The file I’m running on is at /eos/user/b/bstanisl/DebugFile/M1200/M1200.root and shared with @eguiraud and sft-root.

beojan · October 22, 2018, 9:51am

The correct_selection and correct_pair filters also return 0. Doing the same thing with root_pandas shows that this is also incorrect.

EDIT:
Working interactively (root -l) in LCG 94 Python 3:

root [0] using namespace ROOT;
root [1] RDataFrame df("fullmassplane", "M1200.root")
(ROOT::RDataFrame &) A data frame built on top of the fullmassplane dataset.
root [2] .ls
root [3] df.Filter("event.truth_type==0").Count()
(ROOT::RDF::RResultPtr<ULong64_t>) @0x58edf30
root [4] df.Filter("event.truth_type==0").Count().GetValue*(
root (cont'ed, cancel with .@) [5]
root (cont'ed, cancel with .@) [5].@
root [6] df.Filter("event.truth_type==0").Count().GetValue()
(const unsigned long long) 47672
root [7] df.Filter("event.truth_type==0").Count().GetValue()
(const unsigned long long) 54524

The incorrect value is only returned if another filter has been added already.

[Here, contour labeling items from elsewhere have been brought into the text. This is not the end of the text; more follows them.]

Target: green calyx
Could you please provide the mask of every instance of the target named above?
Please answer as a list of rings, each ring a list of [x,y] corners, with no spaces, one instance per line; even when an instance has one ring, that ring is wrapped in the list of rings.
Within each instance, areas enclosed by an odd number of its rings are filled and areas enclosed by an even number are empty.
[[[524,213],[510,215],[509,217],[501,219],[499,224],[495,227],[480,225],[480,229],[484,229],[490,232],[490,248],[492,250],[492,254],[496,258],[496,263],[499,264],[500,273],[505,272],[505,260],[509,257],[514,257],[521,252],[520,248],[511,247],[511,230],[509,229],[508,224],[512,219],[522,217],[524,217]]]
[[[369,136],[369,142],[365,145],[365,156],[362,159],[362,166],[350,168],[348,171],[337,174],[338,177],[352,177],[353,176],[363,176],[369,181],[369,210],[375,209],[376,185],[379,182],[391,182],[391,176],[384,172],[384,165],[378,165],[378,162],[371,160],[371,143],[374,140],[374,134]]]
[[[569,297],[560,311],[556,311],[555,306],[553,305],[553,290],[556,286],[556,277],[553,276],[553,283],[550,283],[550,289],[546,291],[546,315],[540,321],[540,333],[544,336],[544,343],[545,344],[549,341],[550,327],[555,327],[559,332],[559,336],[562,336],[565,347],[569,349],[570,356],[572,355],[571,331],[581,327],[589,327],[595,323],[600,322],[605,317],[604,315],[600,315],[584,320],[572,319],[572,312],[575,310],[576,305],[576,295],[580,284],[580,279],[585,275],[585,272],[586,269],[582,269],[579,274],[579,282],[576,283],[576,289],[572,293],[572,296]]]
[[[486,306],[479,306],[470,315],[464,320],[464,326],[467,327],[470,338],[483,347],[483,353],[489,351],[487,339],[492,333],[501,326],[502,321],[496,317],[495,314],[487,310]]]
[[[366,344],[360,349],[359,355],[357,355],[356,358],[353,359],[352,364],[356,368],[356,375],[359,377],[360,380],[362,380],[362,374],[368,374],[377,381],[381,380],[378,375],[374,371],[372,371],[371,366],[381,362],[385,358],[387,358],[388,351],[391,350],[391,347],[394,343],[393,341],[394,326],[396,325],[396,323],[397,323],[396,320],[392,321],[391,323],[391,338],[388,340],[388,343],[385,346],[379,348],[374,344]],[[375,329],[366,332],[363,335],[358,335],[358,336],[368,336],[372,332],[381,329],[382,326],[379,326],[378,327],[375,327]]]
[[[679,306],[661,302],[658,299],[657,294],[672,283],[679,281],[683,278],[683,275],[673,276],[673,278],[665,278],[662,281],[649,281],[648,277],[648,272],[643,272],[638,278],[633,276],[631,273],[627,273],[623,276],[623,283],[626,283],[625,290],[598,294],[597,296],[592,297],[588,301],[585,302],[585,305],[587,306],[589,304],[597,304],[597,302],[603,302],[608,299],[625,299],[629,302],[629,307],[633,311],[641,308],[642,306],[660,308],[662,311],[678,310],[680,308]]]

eguiraud · October 22, 2018, 9:35pm

Thanks for the update.
This is now ROOT-9743, let’s continue the discussion there.

I’m not sure I will have time to look into it before next week, but in any case it’s very close to the top of the priority queue

Cheers,
Enrico

system · November 5, 2018, 9:35pm

This topic was automatically closed 14 days after the last reply. New replies are no longer allowed.